Als over de minizuil wat smalend gesproken wordt als een „afdakje”, kan dat wel worden beaamd. In tijden van afval en verval is het niet meer dan een schuilplaats. Het is niet het grote huis van een cultuurchristendom dat zich laaft aan de schatten van de christelijke traditie. Met een ingekeerde levensstijl is men gericht op de waarheid van Gods Woord en vanuit zo’n nederig verblijf wordt weleens met Luther hoog opwaarts gezien: „Een vaste burcht is onze God.”

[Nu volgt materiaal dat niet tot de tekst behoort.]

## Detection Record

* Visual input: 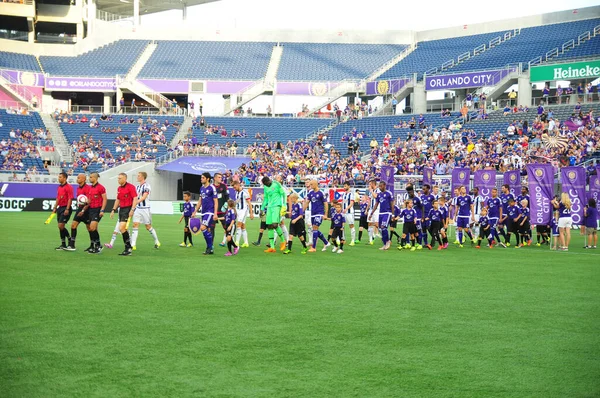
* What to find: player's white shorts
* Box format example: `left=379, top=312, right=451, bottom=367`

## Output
left=367, top=209, right=379, bottom=224
left=344, top=211, right=356, bottom=225
left=558, top=217, right=573, bottom=228
left=236, top=208, right=248, bottom=224
left=133, top=208, right=152, bottom=225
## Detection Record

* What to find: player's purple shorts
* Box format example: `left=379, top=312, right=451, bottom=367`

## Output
left=379, top=213, right=392, bottom=228
left=202, top=213, right=214, bottom=227
left=456, top=216, right=471, bottom=228
left=310, top=214, right=323, bottom=227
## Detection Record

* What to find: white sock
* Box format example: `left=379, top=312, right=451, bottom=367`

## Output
left=131, top=228, right=138, bottom=247
left=148, top=228, right=158, bottom=244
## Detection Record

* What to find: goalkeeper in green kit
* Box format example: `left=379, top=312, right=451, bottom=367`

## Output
left=261, top=177, right=287, bottom=253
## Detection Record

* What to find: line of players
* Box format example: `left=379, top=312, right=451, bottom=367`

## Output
left=52, top=172, right=161, bottom=256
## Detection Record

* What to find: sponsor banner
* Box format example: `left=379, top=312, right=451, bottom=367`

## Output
left=451, top=167, right=471, bottom=196
left=46, top=76, right=117, bottom=92
left=366, top=79, right=408, bottom=95
left=502, top=170, right=521, bottom=197
left=423, top=167, right=433, bottom=187
left=138, top=79, right=190, bottom=94
left=276, top=82, right=339, bottom=97
left=560, top=166, right=587, bottom=225
left=2, top=69, right=45, bottom=87
left=156, top=156, right=251, bottom=175
left=473, top=170, right=496, bottom=201
left=204, top=81, right=254, bottom=94
left=527, top=164, right=554, bottom=225
left=529, top=59, right=600, bottom=82
left=425, top=69, right=514, bottom=90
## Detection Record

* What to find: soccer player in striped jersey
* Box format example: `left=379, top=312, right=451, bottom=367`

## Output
left=342, top=182, right=356, bottom=246
left=131, top=171, right=160, bottom=250
left=233, top=181, right=254, bottom=247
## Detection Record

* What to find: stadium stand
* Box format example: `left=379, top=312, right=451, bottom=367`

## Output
left=449, top=19, right=600, bottom=72
left=277, top=43, right=407, bottom=81
left=40, top=40, right=148, bottom=77
left=0, top=51, right=41, bottom=72
left=60, top=114, right=183, bottom=174
left=138, top=40, right=275, bottom=80
left=0, top=109, right=51, bottom=174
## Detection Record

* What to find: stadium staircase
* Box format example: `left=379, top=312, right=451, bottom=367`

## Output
left=0, top=70, right=40, bottom=108
left=223, top=43, right=283, bottom=116
left=117, top=41, right=170, bottom=109
left=40, top=112, right=73, bottom=162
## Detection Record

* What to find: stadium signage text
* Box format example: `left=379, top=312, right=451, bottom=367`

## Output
left=530, top=60, right=600, bottom=82
left=425, top=69, right=511, bottom=90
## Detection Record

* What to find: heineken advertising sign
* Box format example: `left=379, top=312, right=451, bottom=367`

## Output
left=530, top=59, right=600, bottom=82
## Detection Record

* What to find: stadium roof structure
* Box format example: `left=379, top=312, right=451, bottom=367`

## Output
left=96, top=0, right=219, bottom=17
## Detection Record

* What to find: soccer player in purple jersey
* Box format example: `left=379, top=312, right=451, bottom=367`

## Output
left=302, top=180, right=331, bottom=253
left=420, top=184, right=435, bottom=250
left=455, top=186, right=475, bottom=247
left=398, top=199, right=417, bottom=252
left=498, top=184, right=515, bottom=246
left=486, top=188, right=506, bottom=247
left=192, top=173, right=219, bottom=255
left=370, top=181, right=394, bottom=250
left=178, top=191, right=194, bottom=247
left=223, top=199, right=239, bottom=257
left=331, top=203, right=346, bottom=254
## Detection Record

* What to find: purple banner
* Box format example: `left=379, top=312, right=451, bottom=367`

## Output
left=527, top=163, right=554, bottom=225
left=138, top=79, right=190, bottom=94
left=588, top=174, right=600, bottom=213
left=276, top=82, right=339, bottom=97
left=204, top=81, right=254, bottom=94
left=381, top=166, right=396, bottom=197
left=503, top=170, right=521, bottom=196
left=0, top=182, right=77, bottom=199
left=157, top=156, right=251, bottom=175
left=423, top=167, right=433, bottom=187
left=560, top=166, right=587, bottom=225
left=451, top=167, right=471, bottom=196
left=473, top=170, right=496, bottom=201
left=366, top=79, right=408, bottom=95
left=2, top=69, right=44, bottom=87
left=46, top=76, right=117, bottom=92
left=425, top=69, right=513, bottom=90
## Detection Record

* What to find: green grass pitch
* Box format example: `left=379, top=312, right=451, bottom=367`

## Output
left=0, top=213, right=600, bottom=397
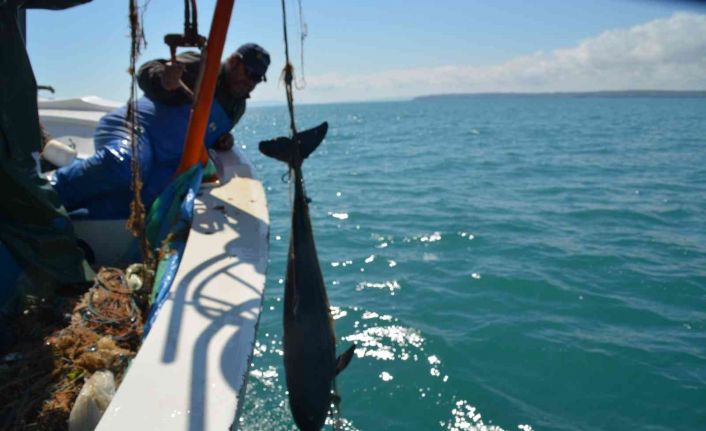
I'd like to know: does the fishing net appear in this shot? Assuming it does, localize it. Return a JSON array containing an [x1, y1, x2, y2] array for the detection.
[[0, 266, 148, 430]]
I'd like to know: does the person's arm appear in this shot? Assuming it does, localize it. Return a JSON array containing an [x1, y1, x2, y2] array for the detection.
[[19, 0, 91, 10], [137, 52, 201, 105]]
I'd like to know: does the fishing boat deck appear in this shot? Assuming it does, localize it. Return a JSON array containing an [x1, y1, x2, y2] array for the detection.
[[40, 100, 269, 431]]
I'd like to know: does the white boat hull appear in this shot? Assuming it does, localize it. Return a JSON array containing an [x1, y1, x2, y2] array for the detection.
[[40, 96, 269, 431]]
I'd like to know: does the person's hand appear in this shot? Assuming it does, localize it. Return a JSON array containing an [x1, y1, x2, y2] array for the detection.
[[162, 61, 184, 91], [213, 132, 235, 151]]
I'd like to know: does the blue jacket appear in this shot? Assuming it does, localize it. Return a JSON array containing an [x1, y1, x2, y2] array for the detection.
[[52, 97, 235, 219]]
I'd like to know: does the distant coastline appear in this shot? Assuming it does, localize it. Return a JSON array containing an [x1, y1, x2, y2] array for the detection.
[[412, 90, 706, 101]]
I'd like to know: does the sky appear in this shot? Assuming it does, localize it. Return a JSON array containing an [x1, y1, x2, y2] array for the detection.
[[27, 0, 706, 103]]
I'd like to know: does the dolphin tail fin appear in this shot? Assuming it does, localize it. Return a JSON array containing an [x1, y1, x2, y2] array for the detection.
[[260, 121, 328, 169], [336, 344, 355, 375]]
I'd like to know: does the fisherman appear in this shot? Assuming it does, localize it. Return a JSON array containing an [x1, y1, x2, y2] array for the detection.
[[0, 0, 95, 322], [53, 43, 270, 219]]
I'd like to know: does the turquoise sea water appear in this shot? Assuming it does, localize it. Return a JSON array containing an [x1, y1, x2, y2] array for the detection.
[[236, 97, 706, 431]]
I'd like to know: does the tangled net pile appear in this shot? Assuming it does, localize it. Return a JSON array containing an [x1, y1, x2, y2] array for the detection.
[[0, 268, 148, 431]]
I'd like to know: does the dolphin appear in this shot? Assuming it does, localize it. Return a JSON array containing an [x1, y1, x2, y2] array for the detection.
[[259, 122, 355, 431]]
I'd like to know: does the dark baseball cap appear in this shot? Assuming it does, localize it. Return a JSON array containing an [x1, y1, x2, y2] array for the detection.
[[235, 43, 270, 81]]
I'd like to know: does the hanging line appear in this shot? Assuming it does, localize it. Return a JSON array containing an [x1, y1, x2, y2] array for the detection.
[[125, 0, 152, 272], [296, 0, 309, 90], [282, 5, 343, 431]]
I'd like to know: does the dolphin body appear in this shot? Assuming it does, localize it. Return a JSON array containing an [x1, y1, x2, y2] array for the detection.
[[260, 122, 355, 431]]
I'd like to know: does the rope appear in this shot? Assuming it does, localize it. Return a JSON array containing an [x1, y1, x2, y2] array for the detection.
[[282, 0, 299, 140], [282, 5, 343, 431], [296, 0, 309, 90], [125, 0, 152, 282]]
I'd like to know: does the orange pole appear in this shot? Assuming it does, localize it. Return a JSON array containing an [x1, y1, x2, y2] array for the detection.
[[176, 0, 235, 174]]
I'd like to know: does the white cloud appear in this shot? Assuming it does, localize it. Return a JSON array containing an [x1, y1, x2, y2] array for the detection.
[[288, 13, 706, 102]]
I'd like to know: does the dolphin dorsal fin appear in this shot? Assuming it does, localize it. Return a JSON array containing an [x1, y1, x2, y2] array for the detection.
[[336, 344, 355, 375]]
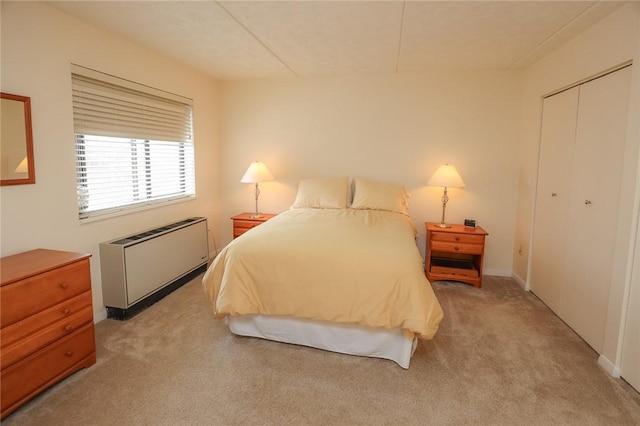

Dan blijkt de grote waarde van het waarheidsmotief als het hart van die minizuil. Drs. A. A. van der Schans heeft daar in het verleden over gezegd: „In de reformatorische zuil verandert er echter niets aan de leer. De dogmatiek van Kersten wordt niet bekritiseerd en de Herziene Statenvertaling wordt met kracht afgewezen. We lijken te zeggen dat ze alles van ons mogen hebben behalve de leer.”
Contouren
Intussen mag ons niet ontgaan dat het moderne en postmoderne levensgevoel ook binnen deze minizuil een individualiseringsproces voortstuwt dat het waarheidsmotief fundamenteel ondergraaft. En daar spelen Kunz en Mackay handig op in. Binnen de gereformeerde gezindte, zo stellen zij, domineert een versmald waarheidsbegrip waarop het „katholiek-gereformeerde denken” al te gemakkelijk stukloopt. En met hun protest hiertegen versterken Kunz en Mackay de afwijzing van het klassiek-gereformeerde denken. Maar hoe ”gereformeerd” is hun katholiek-gereformeerde denken? En hoe gereformeerd zijn de ”ethisch-gereformeerden”? Kunnen we bijvoorbeeld Arminius als gereformeerd theoloog aanmerken en van remonstrants gereformeerden spreken?
Het katholiek-gereformeerde denken schetst ons in feite de contouren van het reformatorisch katholicisme. En vervolgens wordt vanuit dat christelijk perspectief betekenis toegekend aan het begrip tolerantie. Het bestaat in verduren, dragen, volhouden en is alleen echt mogelijk in het geloof dat Christus alle macht heeft in hemel en op aarde. Maar daarmee is het in feite een verdraagzaamheid waarmee alles op Zijn beloop wordt gelaten. Gods Woord daarentegen roept op om de gehele wapenrusting Gods aan te doen en krachtig te zijn in de Heere en in de sterkte Zijner macht.
De auteur is directeur van een bureau voor conflictbemiddeling en trajectbegeleiding en oud-raadslid voor de SGP in Vriezenveen.